In Duck’s world of privilege vs democracy “industry” means conservative hurt on the environment and rapt ignorance let alone complete disregard for the practicalities of a green economy vs. the invasive species of exploitation = industry.

And as a representative of the might means right wing, Duck Paterson then has the audacity to compare the left wing i.e. democracy/socialist and environmentally responsible community to their exact opposite but whom Duck more factually represents — the fascist militia who invaded the USA Capital on Jan 6, 2020.

Neo-liberals and neo-fascists excel at attempting to accuse what they see as standing in their way (in this case the individuals who saw that protecting the creek and spending the 2 million building a Fire hall somewhere near the recycling depot) with their own crimes and misdemeanors.
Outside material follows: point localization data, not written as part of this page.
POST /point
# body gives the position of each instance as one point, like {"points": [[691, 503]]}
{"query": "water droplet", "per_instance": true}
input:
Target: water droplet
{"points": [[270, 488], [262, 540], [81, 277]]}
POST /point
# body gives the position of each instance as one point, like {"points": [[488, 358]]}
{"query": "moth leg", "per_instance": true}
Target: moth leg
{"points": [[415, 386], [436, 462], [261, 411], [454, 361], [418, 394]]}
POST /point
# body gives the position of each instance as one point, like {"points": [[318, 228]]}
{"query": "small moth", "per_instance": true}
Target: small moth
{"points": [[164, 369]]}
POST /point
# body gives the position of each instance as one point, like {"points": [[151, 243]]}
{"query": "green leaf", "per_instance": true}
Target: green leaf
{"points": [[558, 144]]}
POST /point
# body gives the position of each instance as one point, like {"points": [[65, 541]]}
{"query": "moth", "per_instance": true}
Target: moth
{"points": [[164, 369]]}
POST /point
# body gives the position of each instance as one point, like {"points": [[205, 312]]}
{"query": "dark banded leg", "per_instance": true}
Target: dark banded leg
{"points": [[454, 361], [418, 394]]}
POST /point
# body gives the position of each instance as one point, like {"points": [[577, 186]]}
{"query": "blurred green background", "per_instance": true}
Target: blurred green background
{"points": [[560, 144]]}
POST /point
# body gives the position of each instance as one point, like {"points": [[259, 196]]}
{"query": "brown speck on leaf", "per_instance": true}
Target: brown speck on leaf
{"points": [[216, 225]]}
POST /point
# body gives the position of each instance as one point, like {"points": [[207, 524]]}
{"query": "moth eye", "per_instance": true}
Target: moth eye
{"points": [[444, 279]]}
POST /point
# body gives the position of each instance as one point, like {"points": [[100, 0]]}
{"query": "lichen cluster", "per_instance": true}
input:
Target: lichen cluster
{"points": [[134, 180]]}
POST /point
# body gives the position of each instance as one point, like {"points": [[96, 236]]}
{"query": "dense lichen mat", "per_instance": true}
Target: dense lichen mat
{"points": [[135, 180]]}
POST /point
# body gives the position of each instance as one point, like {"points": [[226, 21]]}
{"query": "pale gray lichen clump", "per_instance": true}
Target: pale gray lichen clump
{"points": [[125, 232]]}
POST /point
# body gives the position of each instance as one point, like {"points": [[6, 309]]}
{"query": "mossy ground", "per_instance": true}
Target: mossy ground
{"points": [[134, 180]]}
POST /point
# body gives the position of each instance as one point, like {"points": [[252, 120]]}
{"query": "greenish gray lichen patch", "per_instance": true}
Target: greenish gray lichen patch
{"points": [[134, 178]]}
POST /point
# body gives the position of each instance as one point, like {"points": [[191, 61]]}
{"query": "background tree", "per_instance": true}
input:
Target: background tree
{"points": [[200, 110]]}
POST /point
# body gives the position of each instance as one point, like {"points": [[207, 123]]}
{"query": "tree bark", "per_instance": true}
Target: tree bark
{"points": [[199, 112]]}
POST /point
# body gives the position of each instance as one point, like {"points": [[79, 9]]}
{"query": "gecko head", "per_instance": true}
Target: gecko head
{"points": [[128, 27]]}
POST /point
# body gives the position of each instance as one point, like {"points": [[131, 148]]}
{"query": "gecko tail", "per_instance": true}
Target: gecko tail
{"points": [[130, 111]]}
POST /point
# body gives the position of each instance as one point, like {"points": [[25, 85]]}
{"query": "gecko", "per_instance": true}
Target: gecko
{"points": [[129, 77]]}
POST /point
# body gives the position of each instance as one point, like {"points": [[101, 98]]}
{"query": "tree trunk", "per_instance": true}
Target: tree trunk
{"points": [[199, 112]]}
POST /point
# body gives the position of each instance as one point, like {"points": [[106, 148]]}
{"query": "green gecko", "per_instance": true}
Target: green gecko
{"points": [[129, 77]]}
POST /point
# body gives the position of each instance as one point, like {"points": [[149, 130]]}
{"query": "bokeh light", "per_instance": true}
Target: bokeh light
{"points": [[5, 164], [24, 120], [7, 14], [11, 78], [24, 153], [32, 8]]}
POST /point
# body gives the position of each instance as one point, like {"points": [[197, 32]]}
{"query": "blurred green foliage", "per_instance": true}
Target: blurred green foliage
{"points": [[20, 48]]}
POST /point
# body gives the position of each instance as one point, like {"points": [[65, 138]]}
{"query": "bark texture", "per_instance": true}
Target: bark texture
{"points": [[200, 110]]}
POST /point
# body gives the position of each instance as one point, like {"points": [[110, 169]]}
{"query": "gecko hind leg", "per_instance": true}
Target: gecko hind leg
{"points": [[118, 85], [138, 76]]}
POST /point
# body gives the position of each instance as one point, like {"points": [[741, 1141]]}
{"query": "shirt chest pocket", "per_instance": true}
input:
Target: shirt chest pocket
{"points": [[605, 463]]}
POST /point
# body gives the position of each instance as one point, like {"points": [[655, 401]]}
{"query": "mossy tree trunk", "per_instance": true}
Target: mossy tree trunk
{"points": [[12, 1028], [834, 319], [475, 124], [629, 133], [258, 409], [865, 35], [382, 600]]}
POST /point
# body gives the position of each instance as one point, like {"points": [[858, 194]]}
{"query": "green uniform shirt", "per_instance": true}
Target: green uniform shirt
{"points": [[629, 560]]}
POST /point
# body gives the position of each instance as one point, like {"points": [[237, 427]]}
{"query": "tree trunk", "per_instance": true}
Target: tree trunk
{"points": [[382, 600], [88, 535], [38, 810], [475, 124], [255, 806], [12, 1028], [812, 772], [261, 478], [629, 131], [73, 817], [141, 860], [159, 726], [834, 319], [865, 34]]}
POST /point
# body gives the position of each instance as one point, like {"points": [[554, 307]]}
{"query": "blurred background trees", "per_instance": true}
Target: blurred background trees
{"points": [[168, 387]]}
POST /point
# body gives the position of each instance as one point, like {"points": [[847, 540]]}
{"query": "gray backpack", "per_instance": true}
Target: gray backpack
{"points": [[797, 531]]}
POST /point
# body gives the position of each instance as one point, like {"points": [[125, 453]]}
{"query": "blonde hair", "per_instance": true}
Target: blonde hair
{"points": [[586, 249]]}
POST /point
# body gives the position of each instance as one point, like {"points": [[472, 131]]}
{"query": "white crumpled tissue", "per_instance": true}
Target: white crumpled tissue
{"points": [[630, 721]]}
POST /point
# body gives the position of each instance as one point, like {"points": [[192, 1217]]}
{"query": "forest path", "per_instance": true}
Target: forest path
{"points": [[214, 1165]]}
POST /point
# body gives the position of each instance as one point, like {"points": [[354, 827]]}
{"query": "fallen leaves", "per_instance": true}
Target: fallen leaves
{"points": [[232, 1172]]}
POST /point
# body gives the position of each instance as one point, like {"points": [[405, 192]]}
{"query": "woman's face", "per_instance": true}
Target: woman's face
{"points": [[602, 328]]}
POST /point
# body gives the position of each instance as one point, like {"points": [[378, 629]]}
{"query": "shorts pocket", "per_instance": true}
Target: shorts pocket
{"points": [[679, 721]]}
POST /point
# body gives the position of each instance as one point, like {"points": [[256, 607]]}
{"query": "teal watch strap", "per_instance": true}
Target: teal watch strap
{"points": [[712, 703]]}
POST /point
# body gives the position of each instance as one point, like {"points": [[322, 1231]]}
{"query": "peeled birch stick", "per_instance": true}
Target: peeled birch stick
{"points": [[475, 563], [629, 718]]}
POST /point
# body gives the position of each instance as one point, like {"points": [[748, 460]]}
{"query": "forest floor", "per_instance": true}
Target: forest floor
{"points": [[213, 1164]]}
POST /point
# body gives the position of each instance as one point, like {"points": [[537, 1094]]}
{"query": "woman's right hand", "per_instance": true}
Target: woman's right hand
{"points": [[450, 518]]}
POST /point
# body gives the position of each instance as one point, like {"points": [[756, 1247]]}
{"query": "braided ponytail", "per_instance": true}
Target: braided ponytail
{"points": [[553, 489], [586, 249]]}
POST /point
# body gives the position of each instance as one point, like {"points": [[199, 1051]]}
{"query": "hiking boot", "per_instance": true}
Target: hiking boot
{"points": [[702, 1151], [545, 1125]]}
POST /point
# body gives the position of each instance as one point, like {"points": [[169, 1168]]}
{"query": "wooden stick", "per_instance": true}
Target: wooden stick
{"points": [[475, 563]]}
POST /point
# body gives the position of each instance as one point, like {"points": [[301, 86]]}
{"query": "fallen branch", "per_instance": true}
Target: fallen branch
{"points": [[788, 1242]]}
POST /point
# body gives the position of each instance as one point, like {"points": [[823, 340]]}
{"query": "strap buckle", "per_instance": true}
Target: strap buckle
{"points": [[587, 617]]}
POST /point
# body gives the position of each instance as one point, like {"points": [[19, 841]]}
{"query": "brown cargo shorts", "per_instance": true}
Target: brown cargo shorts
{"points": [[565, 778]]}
Duck Paterson is an example of dissembling of the people’s will at work, an individual with political power actively working against actual democracy in our own community.

Jacqueline Leitch-Murphy

Ladysmith, BC

Paterson’s contentions are unfounded

Thank you for providing town councilor Duck Patterson a space to share his Perspective. And thanks to Councilor Patterson for addressing a timely and difficult topic, the legitimacy of public protest. Unfortunately, in making his point, he equates non-violent environmental protests in Canada with the recent armed assault on the US capitol. And he further suggests this behaviour is a recent development in our previously law abiding society.

Unfortunately, neither of those contentions stand up to scrutiny. Canadians have often fought for their principles, when it seemed like their only recourse. Think of Louis Riel, the Winnipeg general strike, the 1935 trek to Ottawa, and the Ladysmith coal miner’s strike of 1913. All involved disruption and confrontation.

But while idealizing our past, Mr. Patterson points a finger at recent non-violent environmental protests, such as those objecting to oil pipelines or the logging of old growth forests. And while conceding that recent events in the US are huge in comparison, he nevertheless concludes that they prove we are becoming more like America.

In the end, Mr. Patterson asks if we are going to defend our democratic principles, seemingly forgetting that the rights of free speech, assembly and protest are also principles on which this country was founded.